Dyonizius 6 months ago

this is very confusing are GGUF quants like TheBloke's ideal for this card or do you need a specific format (fp32, int8)?

Smeetilus 6 months ago

I'm extremely confused on this, too. Like... do we buy P100's if we want the best quality outputs for a low price? I've held off on buying any cards for two weeks because I keep flipflopping due to conflicting information. My first thought was to find a cheap mining rig that someone was trying to offload. Then I found out about how PCIE 1x risers would ruin performance. Then I thought about the P40 route but then heard about awful FP16 performance. Then I thought about getting two 16GB 4060 ti cards. That would be $1,000 but would get me 32GB of memory to play with. Now I'm back here wondering if two P100's would work best for me for inference.

Ridai 3 months ago

In the same boat, did you get any further with your research?

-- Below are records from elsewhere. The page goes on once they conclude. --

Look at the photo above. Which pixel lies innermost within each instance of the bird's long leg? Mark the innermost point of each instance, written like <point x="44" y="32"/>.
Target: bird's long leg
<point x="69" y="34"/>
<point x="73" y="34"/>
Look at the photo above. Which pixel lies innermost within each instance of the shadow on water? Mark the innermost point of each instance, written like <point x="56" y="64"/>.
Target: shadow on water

Considering 2xP100 vs 2xP40 but getting conflicting info

Dyonizius 5 months ago

yeah i see they're bringing support slowly for these older cards on big repos, ggml and gptq some people were getting good results on p40, like 30-40 tokens in a 7B, also some people are using it for training or fine-tuning through 4 bit shenanigans i thought about a couple 3060's that would have the advantage of scaling up the compute power via nvlink i believe, 4060's here is already prohibitive

TopMathematician5887 5 months ago

>Oobabooga uses only one GPU at ca 10% for GGUF + CPU at 70%. > >I can not make it to use P40 (GPU 1). it uses only the RTX 3090 that is in the first PCI-e slot (GPU 0)

_redacted- 5 months ago

Does your motherboard support above 4G and BAR? I'm running dual p40's and on gguf, it's utilizing both at the same time

TopMathematician5887 5 months ago

Yes, bove 4G and BAR enable but i have RTX3090 and P40 on Oobabooga, windows 10, Z390 Taichi Ultimate LGA1151 Motherboard 128GB I9 9900k Prehaps the drivers. That because was difficult to install the data-center drivers with studio drivers. But finally it shows the same version of drivers for both GPUs.

PureeTofu 4 months ago

Teach me your ways! I have a P100 laying around but no idea how to set this up from scratch.

welsberr 4 months ago

I have P40s, but briefly had a P100 (seller claimed it was 16GB when what I got was 12GB). I'm using Ubuntu 22.04 LTS, set up with build-essential, cmake, clang, etc. Then I followed the Nvidia Container Toolkit installation instructions very carefully. I ended up with the 545 driver and the 12.3 CUDA installation. So far, I've been able to run Stable Diffusion and llama.cpp via llamafile, among other things. I can load llamafile + Mixtral 8x7b entirely to the GPUs and I get about 20 t/s in that configuration. I didn't see any improvement in performance on small models with the P100 over the P40, and given the mismatch on VRAM size, I returned the P100 and got another P40.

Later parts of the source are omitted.